Unicode and LiveCode

Unicode in LiveCode

Using Unicode in LiveCode: A Primer

by Devin Asay
Brigham Young University

If you have ever tried to create stacks in a language other than English and the more common West European languages you have run into the problem of how to produce all the character representations that the language requires. Of course, this is a problem in any programming environment, not just in LiveCode. Fortunately, Unicode is there to help us out. The good news is that LiveCode handles Unicode seamlessly in nearly all circumstances. By learning just a few tips and tricks you can be on your way to multilingual bliss in no time!

A Few Basic Character Encoding Concepts

Before we get into Unicode itself, we need to understand the basics of how characters are represented in computer memory and on the screen. As you know, at the most basic level computers are nothing more than very powerful number-crunching machines. The computer’s Central Processing Unit, or CPU, is composed of millions of tiny transistors, each of which can be set to one of two states--off or on. Because of this binary nature, CPU7s manipulate numbers using base 2, or binary, arithmetic; in other words, all numbers are represented by 0s and 1s. That means that any time you press a key on your keyboard you are ultimately sending a binary code to the computer’s CPU.
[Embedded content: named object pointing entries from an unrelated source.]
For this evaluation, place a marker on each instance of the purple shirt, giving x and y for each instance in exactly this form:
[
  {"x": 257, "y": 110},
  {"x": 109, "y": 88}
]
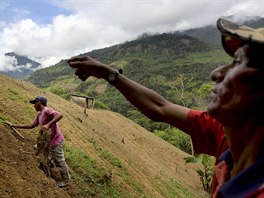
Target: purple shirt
[{"x": 44, "y": 117}]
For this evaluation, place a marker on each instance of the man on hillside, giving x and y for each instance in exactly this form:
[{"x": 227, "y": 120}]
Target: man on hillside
[
  {"x": 47, "y": 118},
  {"x": 232, "y": 128}
]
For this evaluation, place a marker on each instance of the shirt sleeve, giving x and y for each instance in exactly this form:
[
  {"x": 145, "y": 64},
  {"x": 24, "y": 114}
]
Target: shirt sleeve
[
  {"x": 35, "y": 122},
  {"x": 207, "y": 133},
  {"x": 51, "y": 113}
]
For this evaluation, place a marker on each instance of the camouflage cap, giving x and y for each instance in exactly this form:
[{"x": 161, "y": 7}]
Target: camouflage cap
[{"x": 233, "y": 35}]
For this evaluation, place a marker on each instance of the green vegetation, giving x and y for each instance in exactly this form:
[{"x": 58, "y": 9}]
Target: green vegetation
[
  {"x": 177, "y": 66},
  {"x": 205, "y": 174},
  {"x": 176, "y": 137}
]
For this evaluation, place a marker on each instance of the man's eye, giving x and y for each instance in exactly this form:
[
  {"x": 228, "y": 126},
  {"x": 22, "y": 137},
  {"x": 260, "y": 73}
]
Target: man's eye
[{"x": 237, "y": 60}]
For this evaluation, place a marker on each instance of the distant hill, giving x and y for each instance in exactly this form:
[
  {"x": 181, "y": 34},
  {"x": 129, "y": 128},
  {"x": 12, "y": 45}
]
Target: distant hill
[
  {"x": 102, "y": 143},
  {"x": 23, "y": 68},
  {"x": 161, "y": 62},
  {"x": 176, "y": 65}
]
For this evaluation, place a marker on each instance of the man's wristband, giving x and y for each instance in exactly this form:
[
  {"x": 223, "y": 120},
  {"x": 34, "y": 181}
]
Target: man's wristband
[{"x": 113, "y": 76}]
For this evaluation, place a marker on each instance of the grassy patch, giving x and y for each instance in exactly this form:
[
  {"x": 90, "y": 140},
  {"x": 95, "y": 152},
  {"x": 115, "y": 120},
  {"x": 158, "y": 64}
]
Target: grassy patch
[
  {"x": 14, "y": 94},
  {"x": 110, "y": 158},
  {"x": 91, "y": 178},
  {"x": 172, "y": 188}
]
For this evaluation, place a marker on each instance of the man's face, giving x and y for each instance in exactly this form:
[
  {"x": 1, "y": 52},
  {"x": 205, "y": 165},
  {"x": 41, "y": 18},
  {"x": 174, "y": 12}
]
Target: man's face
[
  {"x": 238, "y": 90},
  {"x": 37, "y": 106}
]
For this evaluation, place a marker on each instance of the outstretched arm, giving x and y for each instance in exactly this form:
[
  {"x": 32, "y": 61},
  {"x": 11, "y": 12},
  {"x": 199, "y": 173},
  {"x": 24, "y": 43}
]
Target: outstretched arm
[
  {"x": 146, "y": 100},
  {"x": 23, "y": 126}
]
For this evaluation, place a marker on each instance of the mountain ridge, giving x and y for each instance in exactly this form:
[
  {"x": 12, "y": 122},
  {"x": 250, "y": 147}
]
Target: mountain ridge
[{"x": 141, "y": 164}]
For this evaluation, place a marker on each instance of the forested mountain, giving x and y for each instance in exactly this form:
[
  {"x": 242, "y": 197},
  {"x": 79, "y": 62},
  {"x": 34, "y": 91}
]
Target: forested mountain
[{"x": 176, "y": 65}]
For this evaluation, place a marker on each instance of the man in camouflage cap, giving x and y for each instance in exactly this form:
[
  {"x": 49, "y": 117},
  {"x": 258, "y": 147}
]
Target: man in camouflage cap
[{"x": 232, "y": 128}]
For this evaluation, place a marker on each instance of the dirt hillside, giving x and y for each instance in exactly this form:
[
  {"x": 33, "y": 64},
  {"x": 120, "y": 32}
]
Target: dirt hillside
[{"x": 153, "y": 163}]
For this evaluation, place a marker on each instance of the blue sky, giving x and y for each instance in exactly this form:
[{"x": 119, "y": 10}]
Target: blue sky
[
  {"x": 50, "y": 30},
  {"x": 42, "y": 11}
]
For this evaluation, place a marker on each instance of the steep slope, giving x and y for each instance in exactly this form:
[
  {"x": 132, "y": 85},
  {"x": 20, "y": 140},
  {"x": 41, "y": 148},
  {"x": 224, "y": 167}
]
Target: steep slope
[{"x": 147, "y": 166}]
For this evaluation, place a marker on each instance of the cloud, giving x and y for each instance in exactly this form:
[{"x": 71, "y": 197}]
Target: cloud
[
  {"x": 97, "y": 24},
  {"x": 8, "y": 63}
]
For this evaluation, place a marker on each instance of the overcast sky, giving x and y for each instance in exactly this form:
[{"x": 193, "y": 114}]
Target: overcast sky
[{"x": 50, "y": 30}]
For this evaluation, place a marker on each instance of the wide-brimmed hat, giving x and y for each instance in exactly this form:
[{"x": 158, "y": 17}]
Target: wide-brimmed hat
[
  {"x": 233, "y": 35},
  {"x": 40, "y": 99}
]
Each 0 or 1 stored in a computer’s memory is known as a bit. Computers handle and store data in chunks of 8 bits called bytes. The earliest micro-computers used 8-bit processors--CPUs that could process one 8-bit byte of data at a time. In the early days of computing, one bit in every byte was used for internal “housekeeping” purposes, leaving only 7 bits available for storing data. For these and other historical reasons, characters of text could only be represented by a maximum of 7 bits.

Source: wikimedia.org. Image is in Public Domain
click to enlarge

Because computers needed to be able to pass text data to one another, in the early 1960s the American Standards Association developed a standard character encoding system known as ASCII--the American Standard Code for Information Interchange. (See chart right.) Due to the 7-bit limitation, this standard only specified 128 (2⁷) code points, numbered from 0 to 127. Upper and lower case Latin letters, numbers and common punctuation were assigned unique code points in this table. For instance, upper-case A is ASCII 64, the numeral 3 is ASCII 51, a space character is ASCII 32, and so forth. This standard is still widely used today and is 100% reliably consistent across all modern operating systems.
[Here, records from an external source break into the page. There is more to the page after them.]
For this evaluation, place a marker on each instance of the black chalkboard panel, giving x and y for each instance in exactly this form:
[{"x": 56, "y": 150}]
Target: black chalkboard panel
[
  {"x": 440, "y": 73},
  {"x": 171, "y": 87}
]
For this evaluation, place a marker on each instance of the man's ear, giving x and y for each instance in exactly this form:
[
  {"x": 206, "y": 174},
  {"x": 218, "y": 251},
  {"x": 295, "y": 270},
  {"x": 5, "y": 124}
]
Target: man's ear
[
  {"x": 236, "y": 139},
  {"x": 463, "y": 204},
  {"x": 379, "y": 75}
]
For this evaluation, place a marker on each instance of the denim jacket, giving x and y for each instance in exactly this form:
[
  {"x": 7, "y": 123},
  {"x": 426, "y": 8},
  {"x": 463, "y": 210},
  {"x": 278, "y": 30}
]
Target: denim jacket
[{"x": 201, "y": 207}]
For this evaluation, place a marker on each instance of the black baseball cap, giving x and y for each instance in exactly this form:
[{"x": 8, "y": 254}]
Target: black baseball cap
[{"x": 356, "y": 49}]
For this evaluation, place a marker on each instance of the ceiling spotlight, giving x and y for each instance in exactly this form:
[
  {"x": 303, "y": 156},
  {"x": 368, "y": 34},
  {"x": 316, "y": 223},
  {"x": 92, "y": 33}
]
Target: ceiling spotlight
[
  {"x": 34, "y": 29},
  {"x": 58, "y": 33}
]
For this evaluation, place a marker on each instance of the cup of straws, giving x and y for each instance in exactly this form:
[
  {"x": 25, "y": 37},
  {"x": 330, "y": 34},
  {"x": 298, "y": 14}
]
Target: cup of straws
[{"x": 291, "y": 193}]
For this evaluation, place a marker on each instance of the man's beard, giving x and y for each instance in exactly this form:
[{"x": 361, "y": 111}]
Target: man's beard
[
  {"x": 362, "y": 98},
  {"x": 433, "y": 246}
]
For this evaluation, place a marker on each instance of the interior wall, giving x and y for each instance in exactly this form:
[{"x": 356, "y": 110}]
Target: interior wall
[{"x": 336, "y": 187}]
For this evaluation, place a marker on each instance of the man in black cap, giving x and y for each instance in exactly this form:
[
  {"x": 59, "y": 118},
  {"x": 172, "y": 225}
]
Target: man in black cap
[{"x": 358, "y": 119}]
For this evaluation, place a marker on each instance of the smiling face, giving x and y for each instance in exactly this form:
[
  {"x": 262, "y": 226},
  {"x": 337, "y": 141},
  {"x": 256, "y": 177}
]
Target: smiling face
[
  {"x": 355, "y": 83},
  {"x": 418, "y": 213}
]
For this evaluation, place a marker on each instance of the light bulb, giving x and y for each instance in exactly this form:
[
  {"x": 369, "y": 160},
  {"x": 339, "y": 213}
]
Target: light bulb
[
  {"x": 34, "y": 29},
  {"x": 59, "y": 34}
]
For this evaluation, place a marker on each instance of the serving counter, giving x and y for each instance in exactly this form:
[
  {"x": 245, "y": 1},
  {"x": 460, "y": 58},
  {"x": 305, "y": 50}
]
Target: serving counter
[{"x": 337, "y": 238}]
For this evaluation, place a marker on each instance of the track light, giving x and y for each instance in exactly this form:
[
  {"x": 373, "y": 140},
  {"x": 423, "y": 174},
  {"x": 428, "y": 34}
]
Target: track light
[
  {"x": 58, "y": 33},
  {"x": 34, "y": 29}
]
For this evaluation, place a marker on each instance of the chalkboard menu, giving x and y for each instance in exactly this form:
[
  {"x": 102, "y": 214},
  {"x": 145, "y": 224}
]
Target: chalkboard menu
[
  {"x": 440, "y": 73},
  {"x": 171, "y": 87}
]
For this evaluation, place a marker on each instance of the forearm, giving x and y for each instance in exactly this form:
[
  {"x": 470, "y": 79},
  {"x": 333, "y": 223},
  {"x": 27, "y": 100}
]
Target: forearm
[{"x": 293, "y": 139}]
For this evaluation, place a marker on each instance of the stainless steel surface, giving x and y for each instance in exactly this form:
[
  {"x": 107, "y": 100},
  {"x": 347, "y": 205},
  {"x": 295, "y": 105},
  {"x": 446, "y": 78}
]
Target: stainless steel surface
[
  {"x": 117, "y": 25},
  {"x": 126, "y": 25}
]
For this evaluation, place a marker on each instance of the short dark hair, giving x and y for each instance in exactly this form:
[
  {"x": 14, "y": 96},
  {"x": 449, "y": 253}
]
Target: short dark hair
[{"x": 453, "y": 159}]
In the 1970s and 1980s several things happened that brought increasing complexity and inconsistency to the original ASCII standard. More efficient microprocessor designs freed up the 8th bit in the byte so that the size of the character encoding table could be doubled to 256 (2⁸) code points. However, at the same time computer use outside of the U.S. and Europe skyrocketed, while intense competition emerged between various operating systems. This meant that scores of different uses for the upper 128 code points emerged. IBM, Apple Computer, and Microsoft each developed a standard character mapping for what is sometimes called “extended ASCII”. The Microsoft version became the most commonly used and became the basis for what is known as the ISO-8859-1 (Latin 1) character set. Apple’s extended ASCII is mapped to completely different characters and is known as Mac Roman. See below for examples of several variants of extended ASCII.

IBM Codepage 850
click to enlarge

Windows Codepage 1252
click to enlarge

ISO-8859-1
click to enlarge

Mac Roman
click to enlarge

At the same time, people who needed to express non-Latin character sets created scores of fonts that mapped the upper 128 code points to other alphabets, such as Cyrillic, Hebrew, Greek, or East European Latin alphabets. To further confuse matters, character based writing systems such as Chinese and Japanese could not be expressed in only 256 code points, so systems were devised under which pairs of two ASCII characters were combined, which could be mapped to large character lookup tables that could handle the thousands of characters needed for these writing systems. As a result encoding schemes proliferated until there were dozens of different character encodings covering various writing systems.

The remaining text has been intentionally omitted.